Thorn oyó el impacto y luego los gritos, y vio que los peatones corrían, de todas direcciones, hacia el callejón donde Jennings había desaparecido. Los siguió y se fue acercando al lugar donde yacía el cuerpo. Estaba decapitado y la sangre manaba en un movimiento débil y rítmico, como si el corazón estuviese latiendo aún. Una mujer asomada a un balcón alto señaló el cadáver y gritó. La cabeza había quedado en una lata de residuos, mirando hacia el cielo.

Haciendo un esfuerzo, Thorn caminó rápidamente hacía delante y recogió el paquete de cuchillos que estaba entre los escombros, a pocos centímetros de la mano, sin vida, de Jennings. Con ojos vidriosos, salió del callejón y volvió al hotel.

12

El vuelo de regreso a Londres había durado ocho horas. Thorn viajó sentado, en aturdido silencio. Su mente se negaba a funcionar. Los fuegos que una vez habían incitado su pensamiento —la especulación, la imaginación, la duda— se habían extinguido ahora. Ya no había más temor, ni pena, ni confusión. Sólo el conocimiento concreto de lo que había que hacer.

En el aeropuerto de Londres, una azafata le había devuelto el paquete con los cuchillos. De acuerdo con las medidas de seguridad, los había retenido hasta la finalización del viaje.

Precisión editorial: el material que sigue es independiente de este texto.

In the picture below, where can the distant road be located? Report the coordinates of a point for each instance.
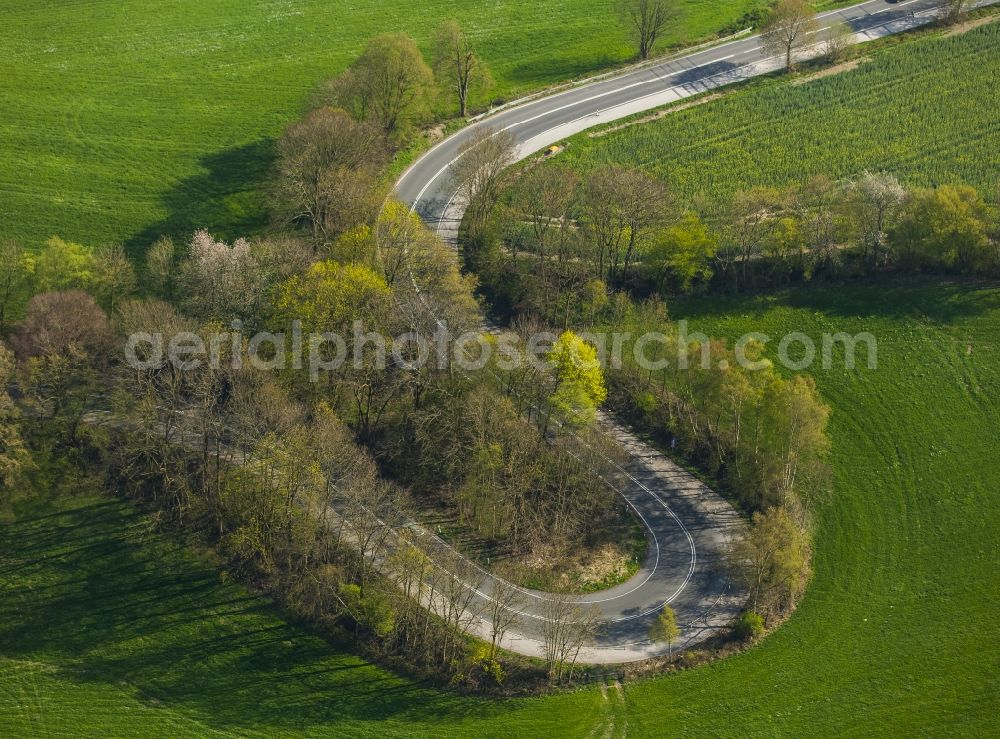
(689, 524)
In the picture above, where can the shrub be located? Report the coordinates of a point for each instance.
(748, 626)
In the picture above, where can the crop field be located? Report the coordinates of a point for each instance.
(896, 629)
(124, 119)
(924, 110)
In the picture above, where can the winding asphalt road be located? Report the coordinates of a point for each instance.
(689, 525)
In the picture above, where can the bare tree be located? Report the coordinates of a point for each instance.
(479, 172)
(622, 209)
(54, 322)
(457, 64)
(115, 274)
(788, 28)
(875, 198)
(506, 600)
(544, 195)
(13, 276)
(954, 10)
(326, 173)
(566, 627)
(751, 221)
(386, 86)
(646, 20)
(839, 39)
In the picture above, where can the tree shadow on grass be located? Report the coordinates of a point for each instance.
(545, 70)
(93, 591)
(227, 198)
(941, 300)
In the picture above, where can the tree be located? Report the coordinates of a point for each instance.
(874, 200)
(63, 265)
(544, 195)
(115, 276)
(944, 227)
(504, 606)
(788, 28)
(326, 173)
(162, 267)
(622, 210)
(457, 64)
(684, 250)
(13, 455)
(773, 561)
(578, 387)
(387, 86)
(478, 173)
(646, 20)
(15, 275)
(330, 296)
(218, 279)
(954, 10)
(665, 629)
(566, 627)
(839, 39)
(819, 211)
(751, 222)
(748, 626)
(54, 322)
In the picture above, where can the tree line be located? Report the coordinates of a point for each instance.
(552, 230)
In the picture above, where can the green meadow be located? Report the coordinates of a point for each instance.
(109, 627)
(924, 110)
(121, 120)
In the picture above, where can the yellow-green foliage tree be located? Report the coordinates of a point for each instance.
(665, 628)
(578, 387)
(331, 296)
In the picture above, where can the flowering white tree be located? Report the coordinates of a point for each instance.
(221, 280)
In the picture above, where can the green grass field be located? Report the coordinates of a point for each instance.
(125, 119)
(107, 628)
(924, 110)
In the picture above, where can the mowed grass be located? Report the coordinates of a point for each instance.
(924, 110)
(107, 628)
(124, 119)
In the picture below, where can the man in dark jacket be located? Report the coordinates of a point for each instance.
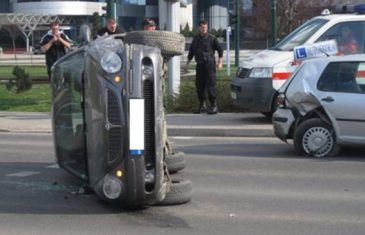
(110, 28)
(54, 43)
(203, 48)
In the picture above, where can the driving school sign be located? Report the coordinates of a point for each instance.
(318, 49)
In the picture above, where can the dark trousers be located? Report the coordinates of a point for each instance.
(206, 81)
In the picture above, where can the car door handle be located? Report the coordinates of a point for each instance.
(328, 99)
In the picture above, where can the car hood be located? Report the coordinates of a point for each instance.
(267, 58)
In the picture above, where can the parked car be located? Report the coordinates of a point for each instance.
(258, 78)
(109, 125)
(321, 107)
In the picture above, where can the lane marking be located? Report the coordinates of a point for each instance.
(53, 166)
(23, 174)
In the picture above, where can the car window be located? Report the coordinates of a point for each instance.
(300, 35)
(346, 77)
(349, 37)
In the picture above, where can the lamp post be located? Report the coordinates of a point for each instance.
(273, 22)
(238, 32)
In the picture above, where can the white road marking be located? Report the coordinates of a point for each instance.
(53, 166)
(182, 137)
(23, 174)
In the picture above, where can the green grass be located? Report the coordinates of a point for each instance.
(34, 71)
(38, 99)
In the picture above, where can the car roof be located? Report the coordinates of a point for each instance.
(353, 57)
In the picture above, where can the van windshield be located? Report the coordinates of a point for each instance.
(300, 35)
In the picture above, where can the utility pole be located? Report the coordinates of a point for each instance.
(238, 32)
(273, 22)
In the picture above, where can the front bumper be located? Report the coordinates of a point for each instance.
(283, 120)
(253, 94)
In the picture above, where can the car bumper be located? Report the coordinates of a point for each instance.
(253, 94)
(282, 120)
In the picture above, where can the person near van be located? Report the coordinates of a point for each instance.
(203, 48)
(54, 43)
(149, 25)
(110, 28)
(347, 44)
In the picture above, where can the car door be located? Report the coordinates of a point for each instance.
(68, 114)
(342, 95)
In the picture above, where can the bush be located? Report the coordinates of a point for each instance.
(22, 81)
(187, 100)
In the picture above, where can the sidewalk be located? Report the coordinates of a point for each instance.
(220, 125)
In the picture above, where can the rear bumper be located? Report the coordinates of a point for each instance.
(283, 120)
(253, 94)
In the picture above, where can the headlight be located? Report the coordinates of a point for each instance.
(111, 62)
(261, 73)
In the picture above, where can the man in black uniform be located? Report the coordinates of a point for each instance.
(110, 28)
(54, 43)
(203, 47)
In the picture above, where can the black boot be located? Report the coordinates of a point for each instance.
(201, 109)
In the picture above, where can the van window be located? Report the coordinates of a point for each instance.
(349, 36)
(300, 35)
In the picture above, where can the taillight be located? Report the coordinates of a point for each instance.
(280, 100)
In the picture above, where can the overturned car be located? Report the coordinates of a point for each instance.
(109, 123)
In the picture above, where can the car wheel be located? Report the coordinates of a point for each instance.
(180, 192)
(170, 43)
(175, 161)
(315, 138)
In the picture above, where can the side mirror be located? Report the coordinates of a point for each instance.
(85, 34)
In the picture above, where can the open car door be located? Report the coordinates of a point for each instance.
(68, 114)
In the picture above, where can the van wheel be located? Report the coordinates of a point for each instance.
(315, 138)
(175, 161)
(180, 192)
(170, 43)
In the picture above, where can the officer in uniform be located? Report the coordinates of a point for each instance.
(203, 48)
(110, 28)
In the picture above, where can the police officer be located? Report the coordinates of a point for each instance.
(203, 48)
(110, 28)
(54, 43)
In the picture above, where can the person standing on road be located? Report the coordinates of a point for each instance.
(110, 28)
(54, 43)
(203, 48)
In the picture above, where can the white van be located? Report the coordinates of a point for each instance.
(254, 88)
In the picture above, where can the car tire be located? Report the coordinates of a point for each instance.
(170, 43)
(180, 192)
(175, 161)
(315, 138)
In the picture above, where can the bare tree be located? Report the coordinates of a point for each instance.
(13, 32)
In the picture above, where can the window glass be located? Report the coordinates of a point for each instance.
(347, 77)
(349, 37)
(300, 35)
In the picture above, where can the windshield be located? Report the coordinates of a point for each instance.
(300, 35)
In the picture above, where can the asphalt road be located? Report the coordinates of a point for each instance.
(241, 186)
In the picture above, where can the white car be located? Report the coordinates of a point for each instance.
(321, 107)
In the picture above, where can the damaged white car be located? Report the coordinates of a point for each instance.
(322, 106)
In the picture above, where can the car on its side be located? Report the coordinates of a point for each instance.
(321, 107)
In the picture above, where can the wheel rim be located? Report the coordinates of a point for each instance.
(318, 141)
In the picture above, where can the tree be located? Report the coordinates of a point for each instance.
(95, 22)
(13, 32)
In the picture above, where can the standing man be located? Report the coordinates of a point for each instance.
(203, 48)
(110, 28)
(54, 43)
(149, 25)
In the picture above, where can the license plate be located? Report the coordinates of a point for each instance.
(233, 95)
(136, 126)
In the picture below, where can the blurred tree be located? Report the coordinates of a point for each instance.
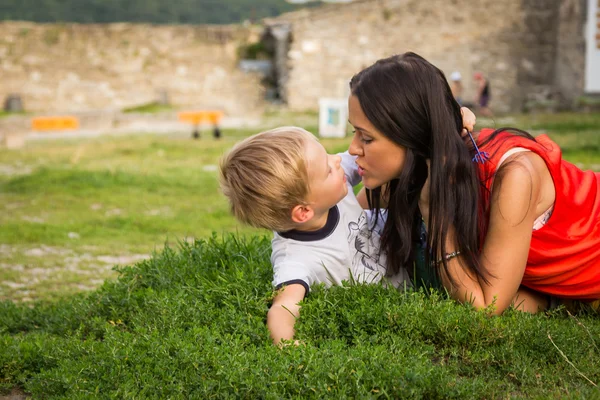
(153, 11)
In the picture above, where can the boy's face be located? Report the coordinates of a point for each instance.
(326, 178)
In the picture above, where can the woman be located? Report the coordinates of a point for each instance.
(496, 217)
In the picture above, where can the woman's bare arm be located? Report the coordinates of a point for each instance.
(514, 208)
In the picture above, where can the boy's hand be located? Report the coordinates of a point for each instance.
(283, 313)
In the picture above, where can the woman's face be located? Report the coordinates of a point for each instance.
(379, 159)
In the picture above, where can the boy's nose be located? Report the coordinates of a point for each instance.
(337, 159)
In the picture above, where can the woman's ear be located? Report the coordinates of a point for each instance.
(302, 214)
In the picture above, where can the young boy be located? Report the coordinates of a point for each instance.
(285, 181)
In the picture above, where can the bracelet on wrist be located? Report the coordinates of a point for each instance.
(448, 257)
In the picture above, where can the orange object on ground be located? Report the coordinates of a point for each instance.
(55, 123)
(212, 117)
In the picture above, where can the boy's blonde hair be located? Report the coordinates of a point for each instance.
(265, 177)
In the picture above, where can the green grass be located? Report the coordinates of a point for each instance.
(190, 323)
(149, 108)
(71, 206)
(189, 320)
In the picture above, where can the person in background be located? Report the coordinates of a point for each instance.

Al devolverlos, comentó que eran muy bellos y le preguntó dónde los había comprado. Thorn respondió con monosílabos y guardó el paquete en un bolsillo interior de la chaqueta, antes de entrar en la terminal aérea que estaba casi vacía. Era más de medianoche y el aeropuerto se había cerrado. El de Thorn había sido el último vuelo al que se autorizó el aterrizaje, porque la visibilidad no era suficiente en las pistas. La ciudad estaba sumergida en la bruma y los conductores de taxi se negaban a llevarlo hasta Pereford. Resultaba extraño volver de esa manera a Londres, sin nadie que lo recibiera, ni nadie que lo llevara en automóvil. Lo aguijoneaba el recuerdo de sus anteriores regresos. Siempre estaba Horton esperándolo con las noticias del tiempo. Y en el hogar, Katherine lo recibía con una sonrisa de bienvenida.

Ahora, mientras esperaba en la fría noche a que un coche de alquiler pasara a buscarlo, la soledad lo invadió y se sintió helado hasta los huesos.

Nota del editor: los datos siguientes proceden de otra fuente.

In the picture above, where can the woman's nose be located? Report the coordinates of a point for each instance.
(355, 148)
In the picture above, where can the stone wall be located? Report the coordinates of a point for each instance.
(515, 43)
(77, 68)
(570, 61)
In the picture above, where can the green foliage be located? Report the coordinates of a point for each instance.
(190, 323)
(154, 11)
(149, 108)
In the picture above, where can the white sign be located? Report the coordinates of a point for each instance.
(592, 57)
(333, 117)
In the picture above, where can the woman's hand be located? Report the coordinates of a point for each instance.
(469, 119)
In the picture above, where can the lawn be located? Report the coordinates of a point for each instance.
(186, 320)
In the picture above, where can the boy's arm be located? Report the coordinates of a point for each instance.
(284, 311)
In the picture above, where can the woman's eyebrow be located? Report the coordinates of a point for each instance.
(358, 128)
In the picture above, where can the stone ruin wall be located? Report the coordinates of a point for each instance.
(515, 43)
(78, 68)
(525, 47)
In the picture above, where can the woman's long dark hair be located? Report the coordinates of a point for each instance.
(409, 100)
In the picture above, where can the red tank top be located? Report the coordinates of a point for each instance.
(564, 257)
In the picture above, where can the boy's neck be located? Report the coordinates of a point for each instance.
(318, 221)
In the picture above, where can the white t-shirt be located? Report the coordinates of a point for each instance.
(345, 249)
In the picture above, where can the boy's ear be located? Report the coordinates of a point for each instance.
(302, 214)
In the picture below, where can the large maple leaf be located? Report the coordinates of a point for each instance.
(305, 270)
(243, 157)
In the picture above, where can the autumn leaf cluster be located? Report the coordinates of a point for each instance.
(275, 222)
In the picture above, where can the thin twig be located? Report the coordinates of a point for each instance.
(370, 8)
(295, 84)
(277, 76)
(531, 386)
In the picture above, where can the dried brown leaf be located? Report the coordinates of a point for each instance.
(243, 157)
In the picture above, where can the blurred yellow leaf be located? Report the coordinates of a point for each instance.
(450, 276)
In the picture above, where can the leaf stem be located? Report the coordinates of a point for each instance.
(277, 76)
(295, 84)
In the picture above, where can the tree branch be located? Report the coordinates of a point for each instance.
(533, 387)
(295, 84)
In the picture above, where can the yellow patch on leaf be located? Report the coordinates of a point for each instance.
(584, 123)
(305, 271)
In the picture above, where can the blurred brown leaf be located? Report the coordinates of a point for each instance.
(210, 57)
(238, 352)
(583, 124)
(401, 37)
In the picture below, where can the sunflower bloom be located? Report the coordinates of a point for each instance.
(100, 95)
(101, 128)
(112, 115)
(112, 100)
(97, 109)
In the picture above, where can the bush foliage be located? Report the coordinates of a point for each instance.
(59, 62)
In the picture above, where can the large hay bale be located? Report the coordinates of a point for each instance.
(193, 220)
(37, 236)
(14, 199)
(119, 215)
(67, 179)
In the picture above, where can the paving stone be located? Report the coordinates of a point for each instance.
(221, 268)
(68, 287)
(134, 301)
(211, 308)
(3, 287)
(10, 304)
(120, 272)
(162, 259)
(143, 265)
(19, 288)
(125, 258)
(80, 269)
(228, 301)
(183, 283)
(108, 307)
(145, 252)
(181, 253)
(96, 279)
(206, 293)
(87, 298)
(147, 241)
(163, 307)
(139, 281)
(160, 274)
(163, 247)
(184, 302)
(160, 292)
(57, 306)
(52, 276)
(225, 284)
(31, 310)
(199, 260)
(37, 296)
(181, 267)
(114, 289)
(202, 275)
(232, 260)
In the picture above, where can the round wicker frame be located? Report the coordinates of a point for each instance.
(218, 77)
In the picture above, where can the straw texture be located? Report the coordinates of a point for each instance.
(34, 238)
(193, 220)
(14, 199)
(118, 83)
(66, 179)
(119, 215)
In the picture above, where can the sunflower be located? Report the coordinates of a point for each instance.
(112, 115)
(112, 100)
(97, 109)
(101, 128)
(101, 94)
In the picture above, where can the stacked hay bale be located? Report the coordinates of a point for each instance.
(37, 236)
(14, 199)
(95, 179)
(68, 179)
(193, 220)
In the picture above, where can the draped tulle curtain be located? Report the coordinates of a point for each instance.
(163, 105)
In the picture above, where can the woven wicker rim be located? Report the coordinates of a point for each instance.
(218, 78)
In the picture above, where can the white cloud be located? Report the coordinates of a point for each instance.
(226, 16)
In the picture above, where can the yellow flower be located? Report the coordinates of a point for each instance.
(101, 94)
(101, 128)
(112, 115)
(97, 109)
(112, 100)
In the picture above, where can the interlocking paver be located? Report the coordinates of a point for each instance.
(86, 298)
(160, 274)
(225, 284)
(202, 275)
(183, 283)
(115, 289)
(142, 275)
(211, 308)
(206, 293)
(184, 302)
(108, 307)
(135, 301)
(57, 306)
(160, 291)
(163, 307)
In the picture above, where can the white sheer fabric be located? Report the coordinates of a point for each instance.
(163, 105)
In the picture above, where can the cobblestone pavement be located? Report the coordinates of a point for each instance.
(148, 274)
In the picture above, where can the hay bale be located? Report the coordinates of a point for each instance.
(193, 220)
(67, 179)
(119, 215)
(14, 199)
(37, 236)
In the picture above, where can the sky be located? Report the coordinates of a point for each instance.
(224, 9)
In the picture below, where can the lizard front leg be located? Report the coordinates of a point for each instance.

Cuando, finalmente, llegó el coche, partieron con paso de tortuga. La imposibilidad de ver nada que se deslizara por la ventanilla creaba la sensación de que el vehículo no se movía. Era como si el coche estuviese suspendido en el espacio, y ello ayudó a Thorn a resistir la tentación de pensar en nada de lo que le esperaba. El pasado había desaparecido, el futuro era imprevisible. Sólo existía ese momento, que duró una eternidad, hasta que finalmente Pereford apareció a la vista.